Typhoon Nanmadol pounded southwestern Japan with ferocious winds and record rainfall on Monday, killing at least one person and leaving 340,000 homes without power.
Prime Minister Fumio Kishida delayed his departure to New York, where he is due to deliver a speech at the UN General Assembly, until Tuesday to monitor the impact of the storm.
Japan’s 14th typhoon of the season made landfall near Kagoshima city late on Sunday before battering the western island of Kyushu and roaring into the main island of Honshu.
A river in Kyushu’s Miyazaki prefecture overflowed, flooding fields and roads, footage from state broadcaster NHK showed. Other video showed a riverside house hanging over a torrent, roofs ripped off buildings, and billboards toppled.

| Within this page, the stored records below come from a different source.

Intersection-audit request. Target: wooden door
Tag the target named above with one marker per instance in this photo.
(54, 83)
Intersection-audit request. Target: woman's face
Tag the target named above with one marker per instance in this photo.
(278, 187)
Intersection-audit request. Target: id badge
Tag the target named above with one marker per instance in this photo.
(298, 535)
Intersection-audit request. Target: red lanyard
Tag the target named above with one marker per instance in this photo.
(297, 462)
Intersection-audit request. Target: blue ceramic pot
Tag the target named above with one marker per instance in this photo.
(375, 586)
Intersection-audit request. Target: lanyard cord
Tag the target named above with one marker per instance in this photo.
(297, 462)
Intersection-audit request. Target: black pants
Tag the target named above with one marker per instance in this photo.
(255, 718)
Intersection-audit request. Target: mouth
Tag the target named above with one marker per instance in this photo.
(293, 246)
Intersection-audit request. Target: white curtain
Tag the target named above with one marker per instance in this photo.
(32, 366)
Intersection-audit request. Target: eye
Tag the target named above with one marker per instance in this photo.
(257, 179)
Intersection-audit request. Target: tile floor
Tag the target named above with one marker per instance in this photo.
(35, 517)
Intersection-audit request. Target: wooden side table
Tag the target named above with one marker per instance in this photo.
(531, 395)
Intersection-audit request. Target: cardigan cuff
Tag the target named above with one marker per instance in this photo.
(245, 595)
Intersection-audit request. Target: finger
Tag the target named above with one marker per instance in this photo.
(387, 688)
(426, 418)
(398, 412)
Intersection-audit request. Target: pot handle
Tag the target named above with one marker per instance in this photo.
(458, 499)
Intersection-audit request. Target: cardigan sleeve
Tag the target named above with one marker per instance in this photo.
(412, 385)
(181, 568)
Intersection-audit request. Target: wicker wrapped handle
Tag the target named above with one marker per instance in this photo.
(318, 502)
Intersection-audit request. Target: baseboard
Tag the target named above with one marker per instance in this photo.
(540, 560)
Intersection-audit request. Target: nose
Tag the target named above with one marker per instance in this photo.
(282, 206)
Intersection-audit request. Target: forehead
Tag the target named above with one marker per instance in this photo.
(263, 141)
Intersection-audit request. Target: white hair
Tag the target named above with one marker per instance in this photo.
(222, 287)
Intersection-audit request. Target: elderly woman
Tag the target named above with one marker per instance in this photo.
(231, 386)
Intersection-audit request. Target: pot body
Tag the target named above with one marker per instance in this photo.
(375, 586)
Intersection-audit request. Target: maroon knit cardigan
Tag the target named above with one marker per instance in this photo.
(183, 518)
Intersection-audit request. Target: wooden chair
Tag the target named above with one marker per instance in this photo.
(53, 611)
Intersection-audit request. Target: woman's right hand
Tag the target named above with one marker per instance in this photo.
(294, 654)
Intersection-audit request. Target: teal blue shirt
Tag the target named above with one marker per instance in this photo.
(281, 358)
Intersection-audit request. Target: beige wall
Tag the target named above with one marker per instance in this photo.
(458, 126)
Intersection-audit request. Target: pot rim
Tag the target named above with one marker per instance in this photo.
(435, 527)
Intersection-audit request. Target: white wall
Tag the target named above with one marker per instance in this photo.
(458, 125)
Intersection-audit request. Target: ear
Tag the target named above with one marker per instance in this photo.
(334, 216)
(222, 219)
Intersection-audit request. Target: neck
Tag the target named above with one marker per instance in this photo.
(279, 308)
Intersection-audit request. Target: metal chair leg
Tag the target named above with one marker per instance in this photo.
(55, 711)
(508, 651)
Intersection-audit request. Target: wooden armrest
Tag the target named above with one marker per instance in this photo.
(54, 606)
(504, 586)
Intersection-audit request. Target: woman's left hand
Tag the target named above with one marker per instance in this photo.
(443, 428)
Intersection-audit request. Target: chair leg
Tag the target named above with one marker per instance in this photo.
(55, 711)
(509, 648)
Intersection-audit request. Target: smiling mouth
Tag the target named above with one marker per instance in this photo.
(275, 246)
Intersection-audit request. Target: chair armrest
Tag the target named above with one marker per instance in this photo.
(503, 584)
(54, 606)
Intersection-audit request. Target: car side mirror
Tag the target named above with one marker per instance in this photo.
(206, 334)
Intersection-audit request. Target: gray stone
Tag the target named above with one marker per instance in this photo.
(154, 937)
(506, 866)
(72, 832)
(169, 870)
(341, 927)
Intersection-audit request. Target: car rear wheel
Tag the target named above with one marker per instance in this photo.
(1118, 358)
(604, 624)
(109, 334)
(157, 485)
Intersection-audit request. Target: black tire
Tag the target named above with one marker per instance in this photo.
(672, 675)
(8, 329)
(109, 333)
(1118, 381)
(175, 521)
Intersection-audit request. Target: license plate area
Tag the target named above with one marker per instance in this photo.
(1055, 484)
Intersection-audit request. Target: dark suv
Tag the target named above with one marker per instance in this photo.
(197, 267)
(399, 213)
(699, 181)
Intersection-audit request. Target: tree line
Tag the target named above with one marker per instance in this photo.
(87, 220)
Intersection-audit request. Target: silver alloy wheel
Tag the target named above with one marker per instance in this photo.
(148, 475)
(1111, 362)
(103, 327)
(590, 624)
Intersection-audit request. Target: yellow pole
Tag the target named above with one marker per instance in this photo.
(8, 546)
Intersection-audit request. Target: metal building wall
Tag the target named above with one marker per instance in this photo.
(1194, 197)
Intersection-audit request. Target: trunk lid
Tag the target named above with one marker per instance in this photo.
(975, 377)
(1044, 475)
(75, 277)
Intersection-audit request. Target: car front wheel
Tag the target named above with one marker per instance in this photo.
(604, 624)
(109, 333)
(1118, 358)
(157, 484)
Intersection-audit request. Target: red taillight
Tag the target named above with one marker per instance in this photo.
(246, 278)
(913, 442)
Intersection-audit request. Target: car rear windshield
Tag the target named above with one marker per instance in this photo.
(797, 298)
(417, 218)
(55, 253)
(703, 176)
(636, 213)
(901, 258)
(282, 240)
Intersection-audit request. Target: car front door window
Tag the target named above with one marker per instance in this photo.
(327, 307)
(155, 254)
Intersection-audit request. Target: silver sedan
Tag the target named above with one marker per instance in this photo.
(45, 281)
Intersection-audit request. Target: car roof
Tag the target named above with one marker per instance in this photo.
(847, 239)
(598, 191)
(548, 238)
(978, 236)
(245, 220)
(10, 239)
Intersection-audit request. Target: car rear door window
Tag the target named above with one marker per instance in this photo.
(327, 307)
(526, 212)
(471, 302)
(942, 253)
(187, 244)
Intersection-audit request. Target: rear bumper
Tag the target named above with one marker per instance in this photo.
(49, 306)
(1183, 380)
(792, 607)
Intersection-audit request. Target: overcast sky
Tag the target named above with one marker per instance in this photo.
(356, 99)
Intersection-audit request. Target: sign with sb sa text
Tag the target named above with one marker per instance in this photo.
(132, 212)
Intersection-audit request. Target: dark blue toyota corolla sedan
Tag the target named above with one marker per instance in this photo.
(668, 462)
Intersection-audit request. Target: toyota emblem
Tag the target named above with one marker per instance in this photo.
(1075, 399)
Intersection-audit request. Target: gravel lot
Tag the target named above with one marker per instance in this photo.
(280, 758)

NHK said one man was killed when his car was submerged by a flooded river, and firefighters were trying to determine if a man in his 40s was inside a hut that was buried by a landslide.
At least 69 people were injured, it said.
The storm is now moving east along Japan’s main island towards the cities of Osaka and Kyoto, and is expected to reach the capital Tokyo on Tuesday.
Nanmadol packed sustained winds of 108 kilometres per hour (67 miles per hour) and gusts of up to 162km (100 mph) per hour, according to the Japan Meteorological Agency.
Tens of thousands of people spent the night in sports centres and other facilities as a precautionary measure after warnings of floods and landslides.
The trade ministry said about 340,000 households, most of them in Kyushu, were without electricity as of early Monday morning.
As the storm moves northeast up to 400 millimetres (15.75 inches) of rain is expected in the central Tokai region, the nation’s industrial heartland, over the next 24 hours, the Japanese Meteorological Agency said.
A flooding advisory is in place for Tokyo and neighbouring Kanagawa prefecture.
“We need to remain highly vigilant for heavy rains, gales, high waves and storm surges,” an agency official said at a news conference.